Time permitted I hope to blog more on this subject in the weeks to come. May the encouragement Paul gave to Timothy ring true in our lives…“For the time is coming when people will not endure sound teaching, but having itching ears they will accumulate for themselves teachers to suit their own passions, and will turn away from listening to the truth and wander off into myths. As for you, always be sober-minded, endure suffering, do the work of an evangelist, fulfill your ministry.” (2 Timothy 4:3–5, ESV)

And these words…

And these words that I command you today shall be on your heart. You shall teach them diligently to your children, and shall talk of them when you sit in your house, and when you walk by the way, and when you lie down, and when you rise.” (Deuteronomy 6:6–7, ESV)

I was reading through a course activity on the Jewish Context of the Life of Jesus and at the end of the session the author challenges his audience by asking a simple question. Do you practice this teaching? What does it look like?

The passage here is part of the Shema which is recited morning and evening as the centerpiece of a Jewish prayer service. In the world of the Christian church we also have part of this prayer as a central idea behind how we should live and that is this:

You shall love the Lord your God with all your heart and with all your soul and with all your might.” (Deuteronomy 6:5, ESV)

As I pondered this verse I had to stop and really think about what it was saying. Do I talk of them when I walk by the way, or when I lie down, or even when I rise? How much does the word of God permeate my life every day?

Some may argue, well, that is the Old Testament, that does not really apply today. But then you would have to consider the words Paul give to Timothy in the New Testament:

All Scripture is breathed out by God and profitable for teaching, for reproof, for correction, and for training in righteousness, that the man of God may be complete, equipped for every good work.” (2 Timothy 3:16–17, ESV)

What does this really mean for me as a follower of Jesus our Lord? In the end I believe that the Word of God should fill every part of our daily routines. We should be challenging each other with what we are learning from the scriptures and through the teaching of the Holy Spirit. Every day we should be encouraging one another with God’s words and allowing them to sink deep into our soul.

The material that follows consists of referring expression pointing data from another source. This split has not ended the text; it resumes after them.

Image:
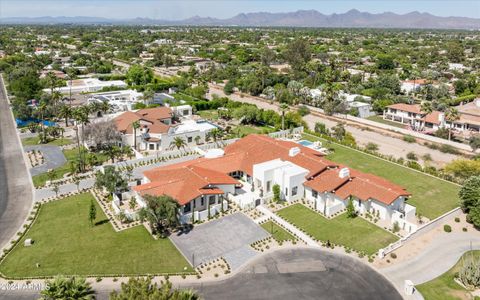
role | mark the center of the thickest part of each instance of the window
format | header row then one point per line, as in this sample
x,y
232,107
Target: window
x,y
211,200
294,190
187,208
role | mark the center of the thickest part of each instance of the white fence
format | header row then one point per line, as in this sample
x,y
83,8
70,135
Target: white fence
x,y
420,231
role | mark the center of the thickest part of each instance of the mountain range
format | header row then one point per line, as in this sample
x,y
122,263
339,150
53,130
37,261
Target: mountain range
x,y
302,18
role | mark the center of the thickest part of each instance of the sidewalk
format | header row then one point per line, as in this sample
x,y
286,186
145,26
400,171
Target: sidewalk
x,y
308,240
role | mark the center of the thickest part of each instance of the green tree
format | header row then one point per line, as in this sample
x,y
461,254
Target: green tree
x,y
469,194
63,288
451,115
92,214
161,212
143,288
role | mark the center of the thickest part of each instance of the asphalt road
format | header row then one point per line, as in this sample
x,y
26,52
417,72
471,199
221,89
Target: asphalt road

One thing that really made me think about this even more is that fact that this part of the Shema comes right after the section about loving the Lord with all your heart. To me this is important because it suggest that part of loving the Lord your God is tied to God’s word and its impact on our lives every day.

The challenge today is how to do this amid a distracted world, and with so many things pulling us in so many different directions? Paul understood this even in the early days of Christianity and gives these good words to Timothy which are still good for us to hear today:

But as for you, O man of God, flee these things. Pursue righteousness, godliness, faith, love, steadfastness, gentleness. Fight the good fight of the faith. Take hold of the eternal life to which you were called and about which you made the good confession in the presence of many witnesses. I charge you in the presence of God, who gives life to all things, and of Christ Jesus, who in his testimony before Pontius Pilate made the good confession, to keep the commandment unstained and free from reproach until the appearing of our Lord Jesus Christ, which he will display at the proper time—he who is the blessed and only Sovereign, the King of kings and Lord of lords, who alone has immortality, who dwells in unapproachable light, whom no one has ever seen or can see. To him be honor and eternal dominion. Amen.” (1 Timothy 6:11–16, ESV)

The Lord is going to appear, he will return, and what will we be doing when he does? Will we be distracted by the desires of the world, or will we be fighting the good fight and holding fast to the eternal life in which we are called?